In fact, possession charges have recently skyrocketed in Davison County and make up the bulk of drug charges. From Jan. 1 to June 30, there have been 152 felony possession charges in Davison County and 66 ingestion charges, more than all of 2015 with 133 possession and 56 ingestion charges from January through December.
The numbers have increased over the past few years, with 87 possession and 57 ingestion in 2014 and 26 possession and 9 ingestion in 2013, the year the Public Safety Improvement Act took effect.
Prior to that, Davison County saw 53 possession charges in 2012, 51 in 2011 and 39 in 2010.
Bjorkman said drugs and other crimes take a heavy toll on children, who often become victims in abuse and neglect cases or turn to crime themselves and appear in juvenile court.

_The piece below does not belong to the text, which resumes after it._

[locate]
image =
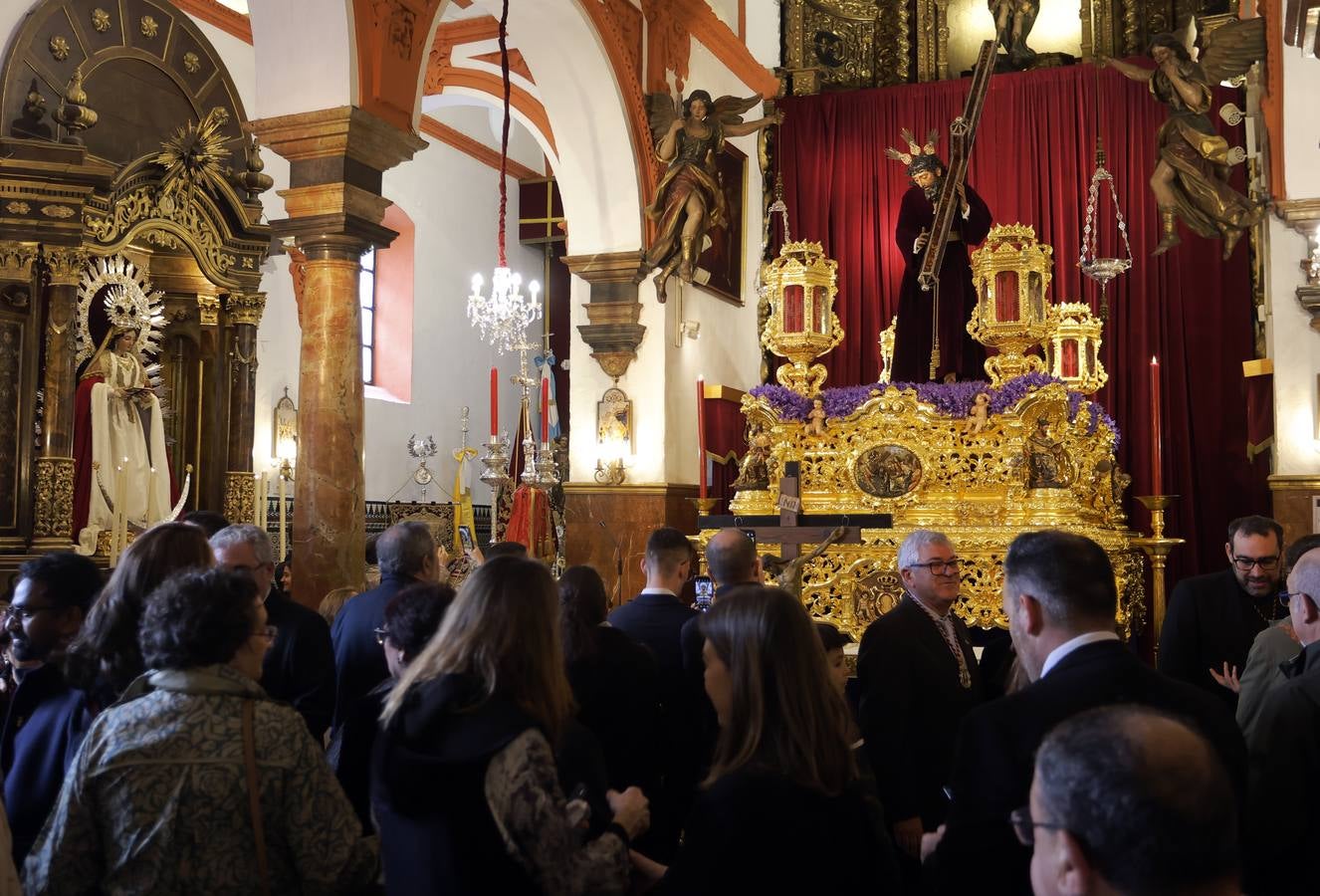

"While the public seldom hears about much of this because abuse and neglect and juvenile proceedings are closed to the public, the increased drug use, particularly meth use, is having a profound impact on families in the community," Bjorkman said.
However, Bjorkman sees the felony rise as part of a broader picture that has led the United States to incarcerate 2.3 million people, the most in the world and a higher percentage of the population than any other developed nation.
The trend remains true in South Dakota, which houses 3,700 inmates in its prisons, a nearly 750 percent increase from the 500 housed in 1980, Bjorkman said. More than two-thirds lack a high school diploma, and 93 percent of women and 85 percent of men in South Dakota prisons have been diagnosed with substance dependence or abuse, and a substantial number have a co-occurring mental disorder.
While Davison County's extra circuit court hearings may be here to stay, judges and attorneys are not the only ones who are affected.
"The increased felony numbers have had an impact all through the administration of justice," Bjorkman said. "It has placed added pressure on law enforcement, the jail, attorneys who represent the defendants, treatment providers across the area, and particularly probation officers who must supervise the increased numbers of offenders in the community."